A: I do not believe there is any curent technology to use something like a pair of glasses to create images of a virtual reality in our eyes. Unlike some of the tosh described above, glasses are not screens they are lenses. They alter the angle at which the light enetring your eye is bent to work with the natural lens in your eyeball and make sure that the image you see is focused on your retina not in front of it (short sightedness) or behind it (far sightedness). No one can possible focus on an image less than an inch from your eye. Try it. Put your finger in front of your eye and try looking at the paterns of your fingerprints. See them? No way -- just a pink fuzzy mess. The nearest point of focus for most of is going to be about six inches away -- and that's if you've got GOOD close up vision. 
The images we see of the world are created by light rays enetering our eyes and focusing a tiny upside down image on our retina. This is what we see. Might it be possible to shine a projected image onto our retinas, using the lenses of our eyes to focus it correctly? Maybe -- but not with existing technology. That's why all the Google videos say "This may be how it is in the future." Then they pop all those little icons on the video and make it look as if that's what the guy is seeing.
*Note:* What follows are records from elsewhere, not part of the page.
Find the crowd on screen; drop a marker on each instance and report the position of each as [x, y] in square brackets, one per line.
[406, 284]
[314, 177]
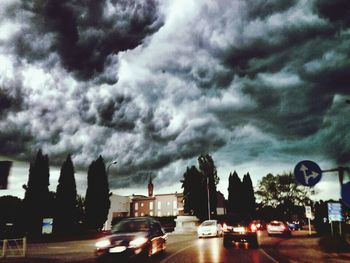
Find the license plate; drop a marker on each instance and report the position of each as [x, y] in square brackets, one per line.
[117, 249]
[238, 229]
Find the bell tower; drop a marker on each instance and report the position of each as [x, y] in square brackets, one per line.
[150, 187]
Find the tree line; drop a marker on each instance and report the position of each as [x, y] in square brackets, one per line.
[200, 184]
[278, 196]
[69, 211]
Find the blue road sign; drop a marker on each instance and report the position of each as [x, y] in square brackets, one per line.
[335, 212]
[307, 173]
[345, 193]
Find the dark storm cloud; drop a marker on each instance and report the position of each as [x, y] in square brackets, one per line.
[247, 80]
[84, 35]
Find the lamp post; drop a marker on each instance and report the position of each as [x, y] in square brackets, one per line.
[114, 162]
[105, 225]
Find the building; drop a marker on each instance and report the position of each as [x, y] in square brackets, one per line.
[157, 205]
[120, 207]
[139, 205]
[169, 204]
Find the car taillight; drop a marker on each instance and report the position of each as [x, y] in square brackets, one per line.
[253, 227]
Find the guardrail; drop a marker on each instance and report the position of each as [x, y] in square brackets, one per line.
[13, 248]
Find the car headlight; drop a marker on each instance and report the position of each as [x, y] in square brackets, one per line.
[103, 243]
[138, 242]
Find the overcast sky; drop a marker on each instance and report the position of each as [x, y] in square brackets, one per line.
[258, 84]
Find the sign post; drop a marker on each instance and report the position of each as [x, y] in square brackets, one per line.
[335, 215]
[308, 214]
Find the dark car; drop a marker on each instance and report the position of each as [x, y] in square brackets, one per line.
[240, 228]
[132, 238]
[294, 225]
[276, 227]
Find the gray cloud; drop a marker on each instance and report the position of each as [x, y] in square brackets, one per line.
[153, 84]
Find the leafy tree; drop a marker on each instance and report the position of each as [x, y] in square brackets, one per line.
[97, 201]
[194, 193]
[282, 192]
[66, 199]
[38, 200]
[234, 194]
[208, 169]
[248, 199]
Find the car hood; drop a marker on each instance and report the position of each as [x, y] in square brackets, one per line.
[125, 238]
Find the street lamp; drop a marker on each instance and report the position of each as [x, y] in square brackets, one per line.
[114, 162]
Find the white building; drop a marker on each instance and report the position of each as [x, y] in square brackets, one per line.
[120, 207]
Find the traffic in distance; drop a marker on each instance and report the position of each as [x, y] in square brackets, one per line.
[139, 239]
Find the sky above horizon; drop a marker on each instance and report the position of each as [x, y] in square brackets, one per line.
[258, 84]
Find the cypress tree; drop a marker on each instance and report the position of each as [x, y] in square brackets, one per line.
[37, 199]
[235, 194]
[66, 199]
[208, 169]
[194, 193]
[97, 201]
[248, 195]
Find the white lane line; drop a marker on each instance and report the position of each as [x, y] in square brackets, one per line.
[176, 253]
[268, 256]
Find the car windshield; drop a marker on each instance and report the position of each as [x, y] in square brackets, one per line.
[238, 219]
[276, 223]
[209, 223]
[131, 226]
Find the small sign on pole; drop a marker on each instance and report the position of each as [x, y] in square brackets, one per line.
[47, 226]
[335, 214]
[307, 173]
[308, 214]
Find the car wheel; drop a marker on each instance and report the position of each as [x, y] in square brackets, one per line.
[227, 243]
[254, 243]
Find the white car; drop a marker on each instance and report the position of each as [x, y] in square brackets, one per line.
[210, 228]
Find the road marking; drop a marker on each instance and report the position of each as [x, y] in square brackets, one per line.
[177, 252]
[268, 256]
[57, 247]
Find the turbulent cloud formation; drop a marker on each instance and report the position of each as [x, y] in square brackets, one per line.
[153, 84]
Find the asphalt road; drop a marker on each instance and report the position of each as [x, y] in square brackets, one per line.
[188, 248]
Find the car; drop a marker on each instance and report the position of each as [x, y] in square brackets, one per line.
[132, 238]
[240, 228]
[294, 225]
[209, 228]
[276, 227]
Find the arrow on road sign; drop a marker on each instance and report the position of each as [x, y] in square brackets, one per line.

That's special effects/simple graphics -- not what the guy is seeing. Given the live demo we saw at the show out in California with the skydivers, I'd even say the video they show in the promotional bits is not shot with the cameras they're using in those prototype glasses. It's shot with a high end HD video camera. Smoke and mirrors.
And even when they do manage something that shines powerful light beams into your eyes, will you use it? Ooops! Sorry about making all you early adopters blind. Our new version is much better.
A: There has to be special lenses between your eye and the screen. It works like your camera's macro lens, without it your camera won't focus as close as it will with the macro lens. The same applies for your eyes: if you put a macro lens very close to your eye, you can see objects very closely. Except the lens is specially made and not even near as big as normal systems cameras lens. So it goes like this:
Eye --> lens --> screen
A: When you look into a pair of binoculars, that are focused at infinity (distant viewing), the rays entering your eyes, are many pencils of parallel rays, that enter your eye from different directions.
They appear to come from the "exit pupil" which you can see as a bright disk floating just above the eyepiece, when you point the binoculars at a bright white screen.
The eyepiece optics, forms those pencils from a sharp real image at the focus of the eyepiece, which image, is formed by the front objective lens.
The gizmo you are talking about is basically an eyepiece, and the digital screen is actually at the focus of that eyepiece.
Any good eyepiece will show a sharp ring perimeter around the field of view.  That is the plane where the mini display screen goes.